Romania and Bulgaria migration issue divides Germans

 
Bulgarian Roma man Dimitar Todorov sits in his squat in Berlin, 4 December 2013 Bulgarian Roma man Dimitar Todorov was living in a squat in Berlin last month

It is not just the Brits who are arguing over migrants and what benefits they should receive. In Germany, the first political argument of the New Year and the first divisions within the new coalition have been over migrants.

At the first cabinet meeting of 2014 - on Wednesday - the issue of migrants has forced its way on to the agenda. Chancellor Angela Merkel - presumably on crutches after her skiing injury - is determined to attend.

In Britain the problem is defined as "benefits tourism". In Germany it is referred to as "poverty migration". The angst has been sparked by the lifting of work restrictions on Bulgarians and Romanians since 1 January. As in Britain, the gulf between what a worker on the minimum wage can receive in Germany and Bulgaria is huge. In Germany the minimum wage will deliver 836 euros (£706; $1,156) a month compared to just 150 in Bulgaria.

So to German politics and step forward Elmar Brok. He is a member of the European Parliament and belongs to Angela Merkel's Christian Democrat party, the CDU. He told Bild that "immigrants who only come to Germany [to obtain benefits] should be sent back to their country of origin". Just to ensure they did not return, he suggested they could be finger-printed. His comments infuriated Romanian Prime Minister Victor Ponta to the point that he accused him of having a "Nazi mind-set".

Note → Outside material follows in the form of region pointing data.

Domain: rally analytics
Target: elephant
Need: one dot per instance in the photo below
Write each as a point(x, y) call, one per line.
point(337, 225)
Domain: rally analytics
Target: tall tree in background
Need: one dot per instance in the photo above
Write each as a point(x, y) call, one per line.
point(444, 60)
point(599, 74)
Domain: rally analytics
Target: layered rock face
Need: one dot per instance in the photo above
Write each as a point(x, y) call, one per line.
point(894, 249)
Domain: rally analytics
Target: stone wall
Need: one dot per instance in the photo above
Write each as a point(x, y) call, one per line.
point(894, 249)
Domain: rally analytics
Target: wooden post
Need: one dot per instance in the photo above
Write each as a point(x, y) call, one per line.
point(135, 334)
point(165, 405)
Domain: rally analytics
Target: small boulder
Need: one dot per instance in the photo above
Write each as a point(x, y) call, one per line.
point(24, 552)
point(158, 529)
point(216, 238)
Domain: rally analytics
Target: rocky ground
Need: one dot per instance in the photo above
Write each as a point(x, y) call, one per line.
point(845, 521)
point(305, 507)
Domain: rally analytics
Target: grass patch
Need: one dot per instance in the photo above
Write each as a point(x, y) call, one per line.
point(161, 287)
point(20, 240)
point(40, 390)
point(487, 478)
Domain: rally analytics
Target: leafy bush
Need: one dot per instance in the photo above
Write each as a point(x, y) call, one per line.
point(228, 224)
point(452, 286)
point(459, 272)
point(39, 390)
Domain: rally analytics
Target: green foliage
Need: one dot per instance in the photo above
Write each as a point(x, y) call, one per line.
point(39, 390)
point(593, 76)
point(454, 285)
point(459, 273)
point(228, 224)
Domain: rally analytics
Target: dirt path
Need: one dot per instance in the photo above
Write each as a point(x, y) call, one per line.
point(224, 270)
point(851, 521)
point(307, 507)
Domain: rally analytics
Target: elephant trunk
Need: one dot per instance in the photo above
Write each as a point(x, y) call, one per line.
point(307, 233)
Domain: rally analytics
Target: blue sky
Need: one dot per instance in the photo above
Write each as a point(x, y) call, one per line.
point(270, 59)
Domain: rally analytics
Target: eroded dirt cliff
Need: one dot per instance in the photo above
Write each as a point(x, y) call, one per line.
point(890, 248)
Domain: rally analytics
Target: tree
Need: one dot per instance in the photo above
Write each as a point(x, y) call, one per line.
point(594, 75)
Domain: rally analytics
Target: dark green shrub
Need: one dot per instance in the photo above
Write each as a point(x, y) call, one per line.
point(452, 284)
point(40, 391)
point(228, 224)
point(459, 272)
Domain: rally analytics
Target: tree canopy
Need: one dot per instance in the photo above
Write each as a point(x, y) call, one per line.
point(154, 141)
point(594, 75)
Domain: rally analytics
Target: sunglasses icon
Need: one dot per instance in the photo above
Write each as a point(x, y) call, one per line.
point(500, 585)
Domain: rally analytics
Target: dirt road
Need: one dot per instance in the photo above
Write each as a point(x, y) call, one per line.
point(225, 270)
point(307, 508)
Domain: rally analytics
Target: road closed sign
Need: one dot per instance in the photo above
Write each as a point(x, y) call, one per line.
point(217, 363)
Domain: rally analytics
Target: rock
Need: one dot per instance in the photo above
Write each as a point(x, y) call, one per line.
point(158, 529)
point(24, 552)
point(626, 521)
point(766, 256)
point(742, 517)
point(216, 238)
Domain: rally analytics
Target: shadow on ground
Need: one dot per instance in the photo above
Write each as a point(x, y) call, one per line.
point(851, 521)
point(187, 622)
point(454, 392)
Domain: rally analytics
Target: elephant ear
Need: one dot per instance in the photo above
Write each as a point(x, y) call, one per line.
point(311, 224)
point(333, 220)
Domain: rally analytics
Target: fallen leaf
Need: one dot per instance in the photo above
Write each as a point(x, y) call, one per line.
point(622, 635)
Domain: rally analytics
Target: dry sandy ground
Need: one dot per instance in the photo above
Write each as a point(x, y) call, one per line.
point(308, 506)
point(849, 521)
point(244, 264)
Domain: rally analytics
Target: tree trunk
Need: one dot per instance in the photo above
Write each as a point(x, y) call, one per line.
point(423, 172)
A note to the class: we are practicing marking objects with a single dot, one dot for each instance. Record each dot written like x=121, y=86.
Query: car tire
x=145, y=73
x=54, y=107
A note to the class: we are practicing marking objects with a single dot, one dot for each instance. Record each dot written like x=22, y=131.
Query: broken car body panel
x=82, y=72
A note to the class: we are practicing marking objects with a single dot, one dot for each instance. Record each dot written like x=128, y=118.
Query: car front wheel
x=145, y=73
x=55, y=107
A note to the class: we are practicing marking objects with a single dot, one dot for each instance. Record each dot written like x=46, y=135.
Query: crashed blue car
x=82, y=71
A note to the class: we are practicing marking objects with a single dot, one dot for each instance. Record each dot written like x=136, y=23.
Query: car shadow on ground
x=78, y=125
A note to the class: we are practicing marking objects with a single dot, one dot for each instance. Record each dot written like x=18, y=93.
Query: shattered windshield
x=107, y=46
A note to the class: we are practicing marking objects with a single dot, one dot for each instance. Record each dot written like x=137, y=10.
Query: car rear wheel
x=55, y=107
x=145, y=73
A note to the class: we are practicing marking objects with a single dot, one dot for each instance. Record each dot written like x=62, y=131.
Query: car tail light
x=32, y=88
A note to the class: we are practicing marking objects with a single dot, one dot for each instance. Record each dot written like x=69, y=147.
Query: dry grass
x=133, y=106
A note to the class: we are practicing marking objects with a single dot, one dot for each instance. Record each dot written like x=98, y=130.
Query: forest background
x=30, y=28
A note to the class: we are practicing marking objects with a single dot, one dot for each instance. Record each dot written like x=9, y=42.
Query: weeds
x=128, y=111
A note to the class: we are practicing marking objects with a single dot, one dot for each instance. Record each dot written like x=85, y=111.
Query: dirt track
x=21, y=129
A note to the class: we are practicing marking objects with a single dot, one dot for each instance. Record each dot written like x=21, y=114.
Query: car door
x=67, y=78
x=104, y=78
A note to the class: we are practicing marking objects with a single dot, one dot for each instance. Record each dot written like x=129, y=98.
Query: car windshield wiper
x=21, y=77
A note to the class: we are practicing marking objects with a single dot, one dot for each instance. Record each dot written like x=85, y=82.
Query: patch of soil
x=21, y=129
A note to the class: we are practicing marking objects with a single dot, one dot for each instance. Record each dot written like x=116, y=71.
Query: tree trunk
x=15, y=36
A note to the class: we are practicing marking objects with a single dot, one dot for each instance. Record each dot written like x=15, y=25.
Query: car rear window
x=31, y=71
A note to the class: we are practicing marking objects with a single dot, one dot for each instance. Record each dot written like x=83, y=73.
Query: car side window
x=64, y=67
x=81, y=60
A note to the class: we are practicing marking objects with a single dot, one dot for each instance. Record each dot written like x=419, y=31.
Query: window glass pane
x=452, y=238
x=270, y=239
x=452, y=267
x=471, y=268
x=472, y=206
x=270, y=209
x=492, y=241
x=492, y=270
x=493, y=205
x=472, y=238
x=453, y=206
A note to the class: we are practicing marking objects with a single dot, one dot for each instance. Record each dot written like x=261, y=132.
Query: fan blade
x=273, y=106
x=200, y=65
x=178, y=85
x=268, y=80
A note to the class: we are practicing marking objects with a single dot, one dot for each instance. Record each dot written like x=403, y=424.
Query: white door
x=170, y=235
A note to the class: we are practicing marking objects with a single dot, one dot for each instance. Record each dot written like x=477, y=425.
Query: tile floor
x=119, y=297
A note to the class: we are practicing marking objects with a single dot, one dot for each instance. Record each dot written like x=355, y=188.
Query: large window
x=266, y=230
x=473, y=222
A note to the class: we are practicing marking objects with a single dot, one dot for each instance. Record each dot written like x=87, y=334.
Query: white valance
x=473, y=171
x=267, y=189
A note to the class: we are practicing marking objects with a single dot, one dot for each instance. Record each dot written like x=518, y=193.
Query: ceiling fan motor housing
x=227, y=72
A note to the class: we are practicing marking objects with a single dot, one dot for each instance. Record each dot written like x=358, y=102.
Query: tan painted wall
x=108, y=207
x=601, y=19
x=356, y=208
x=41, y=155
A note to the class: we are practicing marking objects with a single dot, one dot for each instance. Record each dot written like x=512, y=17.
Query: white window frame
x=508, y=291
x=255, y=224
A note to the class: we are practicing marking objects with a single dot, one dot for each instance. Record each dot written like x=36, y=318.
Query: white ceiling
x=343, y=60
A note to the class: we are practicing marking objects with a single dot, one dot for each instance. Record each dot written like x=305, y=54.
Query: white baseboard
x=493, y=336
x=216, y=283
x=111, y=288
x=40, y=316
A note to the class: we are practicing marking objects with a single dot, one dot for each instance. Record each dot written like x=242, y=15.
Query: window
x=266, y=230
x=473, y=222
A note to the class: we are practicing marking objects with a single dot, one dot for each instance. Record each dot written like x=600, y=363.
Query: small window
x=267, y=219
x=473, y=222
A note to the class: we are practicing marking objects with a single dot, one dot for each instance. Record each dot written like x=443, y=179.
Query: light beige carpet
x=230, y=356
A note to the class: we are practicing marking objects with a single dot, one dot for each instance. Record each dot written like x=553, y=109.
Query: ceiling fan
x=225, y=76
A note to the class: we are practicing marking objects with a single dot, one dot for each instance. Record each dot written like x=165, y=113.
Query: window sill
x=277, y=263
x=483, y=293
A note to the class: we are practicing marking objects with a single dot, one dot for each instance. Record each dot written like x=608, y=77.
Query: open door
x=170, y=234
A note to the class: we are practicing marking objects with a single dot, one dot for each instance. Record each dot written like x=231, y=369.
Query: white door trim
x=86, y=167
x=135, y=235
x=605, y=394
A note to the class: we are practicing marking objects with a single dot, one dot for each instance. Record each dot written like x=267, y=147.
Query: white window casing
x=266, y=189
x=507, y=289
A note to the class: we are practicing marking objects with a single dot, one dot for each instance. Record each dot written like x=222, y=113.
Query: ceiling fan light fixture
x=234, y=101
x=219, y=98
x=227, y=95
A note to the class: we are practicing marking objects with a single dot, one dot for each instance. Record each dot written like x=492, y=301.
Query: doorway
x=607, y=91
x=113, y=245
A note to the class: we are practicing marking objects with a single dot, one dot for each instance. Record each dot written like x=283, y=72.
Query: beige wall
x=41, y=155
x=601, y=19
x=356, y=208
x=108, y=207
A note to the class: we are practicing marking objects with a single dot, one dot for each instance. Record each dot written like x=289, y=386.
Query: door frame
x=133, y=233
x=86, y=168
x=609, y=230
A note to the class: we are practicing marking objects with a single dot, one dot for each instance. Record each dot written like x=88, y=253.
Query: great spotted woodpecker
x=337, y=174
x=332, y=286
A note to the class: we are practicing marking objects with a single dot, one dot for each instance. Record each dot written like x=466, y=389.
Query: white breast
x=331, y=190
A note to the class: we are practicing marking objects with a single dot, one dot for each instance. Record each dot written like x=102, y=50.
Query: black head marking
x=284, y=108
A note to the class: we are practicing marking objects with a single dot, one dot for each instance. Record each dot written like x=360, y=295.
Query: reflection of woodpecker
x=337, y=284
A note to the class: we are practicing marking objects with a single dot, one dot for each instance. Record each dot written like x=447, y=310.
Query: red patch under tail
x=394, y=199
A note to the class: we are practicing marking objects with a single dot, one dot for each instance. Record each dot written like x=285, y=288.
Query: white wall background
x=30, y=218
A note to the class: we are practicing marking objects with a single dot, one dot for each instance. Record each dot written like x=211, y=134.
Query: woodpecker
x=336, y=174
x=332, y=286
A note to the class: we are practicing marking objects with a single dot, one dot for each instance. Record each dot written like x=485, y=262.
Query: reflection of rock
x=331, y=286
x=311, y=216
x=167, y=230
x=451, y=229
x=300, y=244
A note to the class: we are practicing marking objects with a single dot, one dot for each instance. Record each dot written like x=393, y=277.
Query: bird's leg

Then step forward Horst Seehofer, the leader of the CSU, also an ally and long-standing coalition partner of Angela Merkel. He suggested that those who abuse the benefits system should be expelled. He wants a three-month waiting period before migrants become eligible for welfare. Other conservative voices argued for payments to be restricted.

Emergency aid appeals

As in Britain, the opposition cannot avoid the debate. The new German Vice-Chancellor, Sigmar Gabriel, a Social Democrat, said: "We don't need all-out discrimination against the Bulgarians and Romanians but nor should we ignore the problems some big German cities faced with the immigration of poor peoples."

Last November 16 German cities sought emergency aid to help cope with migrants, pointing out that free movement of people had "far-reaching economic and social consequences".

The arguments have cut across party lines. Another conservative politician, Armin Laschet, said such ideas as finger-printing migrants "really don't fit into an open Europe".

So just as the Mayor of London, Boris Johnson, is calling for a two-year ban on migrants receiving benefits and Nigel Farage of UKIP is suggesting a five-year ban, Germany too is having its own debate.

All of this touches on much wider questions.

Germany, in its own way, is arguing over how much power should reside at the national level or go to the European Commission. In an interesting article, Der Spiegel quotes an unnamed adviser to Angela Merkel as saying that "only nation states can justify the reforms that are now truly necessary". Some people close to Angela Merkel are arguing for more Europe to integrate further the eurozone but that does not mean necessarily more Brussels.

It is a time in Europe, which will only intensify in the run-up to the European elections, when some of the defining features of the EU will be argued over and debated.